Stocks Mixed, on Pace for Worst Month Since 2016: Markets Wrap


US oil production reached a record high in Nov as the shale boom puts the nation among the world's biggest suppliers & upends global markets.  Once the world's largest importer of crude, the US is passing Saudi Arabia & closing in on Russia to become the world's largest producer.  Oil prices above $60 a barrel have lured companies to ramp up production.  Oil & gas exploration last year was a money-maker for the first time in more than a decade.  As a result, drillers in the US are using the most oil rigs since 2015.  Efforts by OPEC to trim output & tighten global markets has fueled a surge in exports, with the first supertanker leaving an American port earlier this month.  The current “explosive growth” in US oil output may extend beyond 2018, International Energy Agency Executive Director Fatih Birol said this week.  Shale's impact on the global market can be felt as OPEC's head plans to meet with shale producers in Houston, the 2nd consecutive year he's met with the group's biggest rivals.  Compliance by OPEC & its allies to their supply deal came in at 133% last month.  And even though non-OPEC decline rates accelerated last year, US shale supply will fill the gap.  Nationwide monthly crude production was revised to 10.057M barrels a day for Nov, the highest figure on record in monthly data collected since 1920, the Energy Information Administration reported in its Petroleum Supply Monthly report.  Daily output slipped back to 9.949M in Dec.  The EIA's crude-oil production data includes lease condensate.  Weekly crude oil production is proving irrepressible, rising to near 10.3M barrels a day & heading for 11M late this year.
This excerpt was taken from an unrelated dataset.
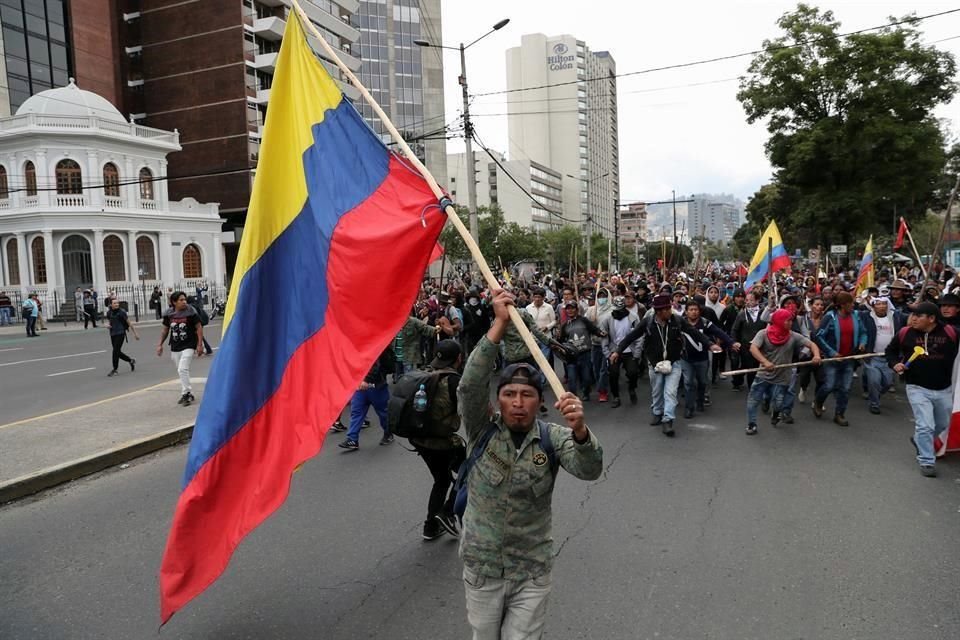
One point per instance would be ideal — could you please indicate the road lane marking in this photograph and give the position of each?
(72, 355)
(63, 373)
Shale Surge Sent U.S. Oil Production to Record High in November

The US economy's growth rate last quarter was revised slightly downward as inventories subtracted more than previously estimated, Commerce Dept data showed.  GDP grew at a 2.5% annualized rate (matching est), revised from 2.6% & after 3.2% gain in prior qtr.  Consumer spending, the biggest part of the economy, grew an unrevised 3.8% (est 3.6%) after 2.2% gain in previous qtr.  Nonresidential fixed investment expanded 6.6%, revised from 6.8% gain; downward revision reflected smaller gain in intellectual property.  Inventories subtracted 0.7 percentage point from GDP, more than the 0.67 percentage point initially estimated (farm inventories were revised lower due to fresh data from Dept of Agriculture).  The latest results for GDP, the value of all goods & services produced in the US, show the economy ended the year on a solid note, despite the downward revision.  Household & business spending remained robust.  Consumer spending, which accounts for about 70% of the economy, was the biggest contributor of growth in Q4, adding 2.58 percentage points.  The report also showed wages & salaries were revised higher for Q3 & Q4.  Pay increased $97.4B in Q3, an upward revision of $18.3B.  Q4 wages were revised up to $91.3B.  Business outlays were also solid, contributing 0.82 percentage point to growth.  The latest results were boosted by residential investment & gov spending.  Final sales to domestic purchasers, which strip out trade & inventories, the 2 most volatile components of GDP calculation, climbed an unrevised 4.3%, the strongest since Q3-2014.  Price data in the GDP report showed inflation near the Federal Reserve’s 2%  goal.  Excluding food & energy, the Fed's preferred price index tied to personal spending rose an unrevised 1.9%.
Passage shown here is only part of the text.